It's just another normal day at SmartyStreets. Jonathan, founder and CEO, is sitting in his kitchen, eating his bowl of cereal. Then, up walks Mike Whatcott with a problem.
SmartyStreets provides a cloud-based address verification service. If you have a mailing list with a bunch of addresses that you aren't sure of, then you can pump those addresses into the SmartyStreets API, and get back a list of addresses in mailable form, with an indication of whether they are deliverable, vacant, inactive, etc.

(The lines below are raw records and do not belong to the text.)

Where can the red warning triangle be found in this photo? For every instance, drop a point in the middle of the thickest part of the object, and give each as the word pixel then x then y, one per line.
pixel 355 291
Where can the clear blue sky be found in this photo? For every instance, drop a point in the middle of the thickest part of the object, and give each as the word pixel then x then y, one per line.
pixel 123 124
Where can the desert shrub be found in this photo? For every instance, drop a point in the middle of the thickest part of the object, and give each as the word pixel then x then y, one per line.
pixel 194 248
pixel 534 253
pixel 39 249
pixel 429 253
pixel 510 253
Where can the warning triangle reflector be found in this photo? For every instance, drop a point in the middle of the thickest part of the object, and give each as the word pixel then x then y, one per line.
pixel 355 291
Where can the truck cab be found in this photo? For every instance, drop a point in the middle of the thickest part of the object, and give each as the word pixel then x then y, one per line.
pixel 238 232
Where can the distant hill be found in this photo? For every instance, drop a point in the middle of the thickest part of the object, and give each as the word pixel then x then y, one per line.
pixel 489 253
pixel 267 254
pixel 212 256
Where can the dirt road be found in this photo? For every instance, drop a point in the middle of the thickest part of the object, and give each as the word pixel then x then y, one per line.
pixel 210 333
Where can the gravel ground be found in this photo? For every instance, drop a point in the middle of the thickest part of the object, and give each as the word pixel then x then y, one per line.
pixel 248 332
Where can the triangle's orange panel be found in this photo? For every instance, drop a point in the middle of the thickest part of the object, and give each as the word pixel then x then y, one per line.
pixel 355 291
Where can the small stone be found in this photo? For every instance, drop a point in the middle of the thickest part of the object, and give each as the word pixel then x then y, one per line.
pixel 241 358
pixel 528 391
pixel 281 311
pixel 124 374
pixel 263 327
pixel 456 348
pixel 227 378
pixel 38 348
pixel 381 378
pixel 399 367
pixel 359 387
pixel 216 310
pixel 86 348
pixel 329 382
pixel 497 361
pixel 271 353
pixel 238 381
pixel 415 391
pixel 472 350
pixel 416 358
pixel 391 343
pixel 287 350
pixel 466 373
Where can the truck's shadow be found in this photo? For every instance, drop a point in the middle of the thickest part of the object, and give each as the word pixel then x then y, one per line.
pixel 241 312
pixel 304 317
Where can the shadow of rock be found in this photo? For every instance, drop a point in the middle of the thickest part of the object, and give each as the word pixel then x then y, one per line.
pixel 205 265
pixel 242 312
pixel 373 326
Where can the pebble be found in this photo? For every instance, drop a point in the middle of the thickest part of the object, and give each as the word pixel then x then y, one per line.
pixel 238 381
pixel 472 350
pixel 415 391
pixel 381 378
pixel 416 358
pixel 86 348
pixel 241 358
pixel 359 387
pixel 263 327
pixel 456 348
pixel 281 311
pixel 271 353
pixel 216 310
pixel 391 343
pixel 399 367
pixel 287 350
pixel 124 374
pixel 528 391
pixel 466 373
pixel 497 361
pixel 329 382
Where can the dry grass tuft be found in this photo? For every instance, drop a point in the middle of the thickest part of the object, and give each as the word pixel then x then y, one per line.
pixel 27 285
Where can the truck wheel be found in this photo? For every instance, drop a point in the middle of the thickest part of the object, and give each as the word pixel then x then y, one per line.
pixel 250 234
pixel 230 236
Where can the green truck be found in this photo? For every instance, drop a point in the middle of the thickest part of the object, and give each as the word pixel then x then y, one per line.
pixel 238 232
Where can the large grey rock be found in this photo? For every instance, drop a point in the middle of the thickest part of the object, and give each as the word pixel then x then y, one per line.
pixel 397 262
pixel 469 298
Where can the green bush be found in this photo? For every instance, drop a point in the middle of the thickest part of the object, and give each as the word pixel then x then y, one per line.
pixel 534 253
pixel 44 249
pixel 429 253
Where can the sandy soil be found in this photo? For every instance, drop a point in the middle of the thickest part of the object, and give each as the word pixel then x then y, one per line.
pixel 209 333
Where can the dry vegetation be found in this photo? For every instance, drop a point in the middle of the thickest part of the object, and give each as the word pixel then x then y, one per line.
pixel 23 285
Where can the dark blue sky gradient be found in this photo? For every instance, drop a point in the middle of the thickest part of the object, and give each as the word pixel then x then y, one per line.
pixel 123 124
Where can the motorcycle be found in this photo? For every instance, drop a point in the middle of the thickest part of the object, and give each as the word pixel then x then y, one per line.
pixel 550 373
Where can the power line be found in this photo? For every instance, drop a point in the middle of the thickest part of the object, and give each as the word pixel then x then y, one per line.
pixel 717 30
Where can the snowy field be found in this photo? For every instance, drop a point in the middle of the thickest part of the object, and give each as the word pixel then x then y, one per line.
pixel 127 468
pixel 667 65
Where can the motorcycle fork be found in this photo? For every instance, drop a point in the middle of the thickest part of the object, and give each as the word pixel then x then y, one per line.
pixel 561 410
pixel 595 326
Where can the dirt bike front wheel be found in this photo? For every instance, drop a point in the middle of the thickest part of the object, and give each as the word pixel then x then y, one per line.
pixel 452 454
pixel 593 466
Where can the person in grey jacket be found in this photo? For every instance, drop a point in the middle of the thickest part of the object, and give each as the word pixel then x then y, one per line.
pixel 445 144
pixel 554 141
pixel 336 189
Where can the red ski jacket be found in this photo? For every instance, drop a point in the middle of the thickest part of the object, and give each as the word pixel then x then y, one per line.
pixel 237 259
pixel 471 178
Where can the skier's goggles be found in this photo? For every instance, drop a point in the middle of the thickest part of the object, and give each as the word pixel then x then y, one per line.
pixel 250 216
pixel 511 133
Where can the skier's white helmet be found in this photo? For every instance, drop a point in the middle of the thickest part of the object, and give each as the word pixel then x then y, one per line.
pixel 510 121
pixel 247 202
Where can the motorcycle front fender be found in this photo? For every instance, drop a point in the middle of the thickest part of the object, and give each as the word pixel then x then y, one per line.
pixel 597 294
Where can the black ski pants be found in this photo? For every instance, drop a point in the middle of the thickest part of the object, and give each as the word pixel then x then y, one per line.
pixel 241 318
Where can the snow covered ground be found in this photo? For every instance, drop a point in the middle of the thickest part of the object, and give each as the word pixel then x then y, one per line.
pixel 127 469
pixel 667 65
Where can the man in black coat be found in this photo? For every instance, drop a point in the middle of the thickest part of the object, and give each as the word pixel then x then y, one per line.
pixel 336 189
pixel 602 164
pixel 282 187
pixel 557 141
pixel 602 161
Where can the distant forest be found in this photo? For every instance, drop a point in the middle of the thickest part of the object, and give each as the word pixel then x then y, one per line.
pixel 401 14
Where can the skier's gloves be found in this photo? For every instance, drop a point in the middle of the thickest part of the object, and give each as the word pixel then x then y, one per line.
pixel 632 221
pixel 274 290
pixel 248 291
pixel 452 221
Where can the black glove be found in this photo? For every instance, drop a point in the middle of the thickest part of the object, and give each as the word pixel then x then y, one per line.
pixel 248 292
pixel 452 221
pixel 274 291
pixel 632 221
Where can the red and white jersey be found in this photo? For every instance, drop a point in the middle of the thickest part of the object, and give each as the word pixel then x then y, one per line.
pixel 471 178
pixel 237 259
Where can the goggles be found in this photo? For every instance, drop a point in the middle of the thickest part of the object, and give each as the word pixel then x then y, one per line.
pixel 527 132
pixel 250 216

Mike's problem is that the field support team needs a tool that will take a CSV list of addresses and produce a CSV list of validated addresses.
This video series shows Jonathan and Mike working together, to produce that tool in the GO language.
This first episode begins with a quick design session at the whiteboard, the establishment of their test environment, and first halting steps of the code.
Pay very close attention to the design they are creating on the board. See if you can spot the Chain of Responsibility pattern and the Decorator pattern. Try to notice how they adjust their design for testability. They move fast, I know, but see if you can follow along with them.
Oh, and don't forget to download the diagram I created from the extras link. It'll help you keep track of what they are working on.
These guys are expert TDDers. They know how to write tests, and when to use mocks. They refactor mercilessly. Watch how carefully they follow the TDD and refactoring discipline. Also watch their expert pairing technique, and their ability to keep the big picture while focussing in on the minutia. (Think globally, act locally.) And, notice how they complete each other's sentences. Clearly this is not the first time they have paired together.